Best LLMs for PC/Tech Troubleshooting?

FrankLaskey@lemmy.ml · 2 days ago

Best LLMs for PC/Tech Troubleshooting?

FrankLaskey@lemmy.ml · 2 days ago

The coder model (480B). I initially mistakenly said the 235b one but edited that. I didn’t know you could customize quant on OpenRouter (and I thought the differences between most modern 4 bit quants and 8-bit was minimal as well…) I have tried GPT OSS 120 a bunch of time and though it seems quote unquote ‘intelligent’ enough it is just too talkative and verbose for me (plus I can’t remember the last time it responded without somehow working an elaborate comparison table into the response) and it makes it too hard to parse through things.

afk_strats@lemmy.world · 1 day ago

Totally. I think OSS is outright annoying with its verbosity. A system prompt will get around that

FrankLaskey@lemmy.ml · 1 day ago

I tried that! I literally told it to be concise and to limit its response to a certain number of words unless strictly necessary and it seemed to completely ignore both.

afk_strats@lemmy.world · 6 hours ago

I don’t know if this is still useful for you, but I tried this out, mostly because I wanted to make sure I wasn’t crazy. Here’s my gpt-oss setup running on cheap AMD Instinct VRAM:

./llama-server \
  --model {model}.gguf
  --alias "gpt-oss-120b-mxfp4" \
  --threads 16 \
  -fa on\
  --main-gpu 0 \
  --ctx-size 64000 \
  --n-cpu-moe 0 \
  --n-gpu-layers 999 \
  --temp 1.0 \
  -ub 1536 \
  -b 1536 \
  --min-p 0.0 \
  --top-p 1.0 \
  --top-k 0.0 \
  --jinja \
  --host 0.0.0.0 \
  --port 11343 \
  --chat-template-kwargs '{"reasoning_effort": "medium"}'

I trimmed the content because it wasn’t relevant but left roughly the shape of the replies to give a sense of the verbosity.

Test 1: With default system message

user prompt: how do i calculate softmax in python

What is softmax
1 python + numpy
...
quick demo
...
2 SciPy
...
...
...
8 full script
...
running the script
...
results
...
TL;DR
...

followup prompt: how can i GPU-accelerate the function with torch

1 why pytorch is fast
...
...
**[Headers 2,3,4,5,6,7,8,9]**
...
...
TL;DR
...
Recap
...
Table Recap
...
Common pitfalls
...
Going beyond float32
...
10 Summary
...

Overall 6393 Tokens including reasoning

TEST 2 with this system prompt: You are a helpful coding assistant.

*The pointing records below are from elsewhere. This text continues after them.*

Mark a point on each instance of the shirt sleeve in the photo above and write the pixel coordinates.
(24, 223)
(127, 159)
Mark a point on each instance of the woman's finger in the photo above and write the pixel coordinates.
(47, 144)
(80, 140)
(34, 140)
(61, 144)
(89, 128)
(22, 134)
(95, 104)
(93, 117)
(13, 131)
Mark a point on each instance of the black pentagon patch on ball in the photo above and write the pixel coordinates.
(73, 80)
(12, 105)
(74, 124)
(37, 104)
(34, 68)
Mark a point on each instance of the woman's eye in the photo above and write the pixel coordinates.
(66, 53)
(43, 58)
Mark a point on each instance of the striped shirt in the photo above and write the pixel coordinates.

Provide concise answers, to-the point answers. No fluff. Provide straightforward explanations when necessary. Do not add emoji and only provide tl;drs or summaries when asked.

user prompt: how do i calculate softmax in python

Softmax calculation in Python
...
Key points
...

followup prompt: how can i GPU-accelerate the function with torch

GPU‑accelerated Softmax with PyTorch
...
What the code does
...
Tips for larger workloads
...

Overall 1103 Tokens including reasoning

FrankLaskey@lemmy.ml · 6 hours ago

Thanks. I may give an updated system prompt like this a shot. Not sure where mine went wrong other than maybe it wasn’t being honored or seen by OpenRouter (I’m not running 120b locally, it’s too large for my set up). I’m actually a bit confused on how to set parameters with OpenRouter.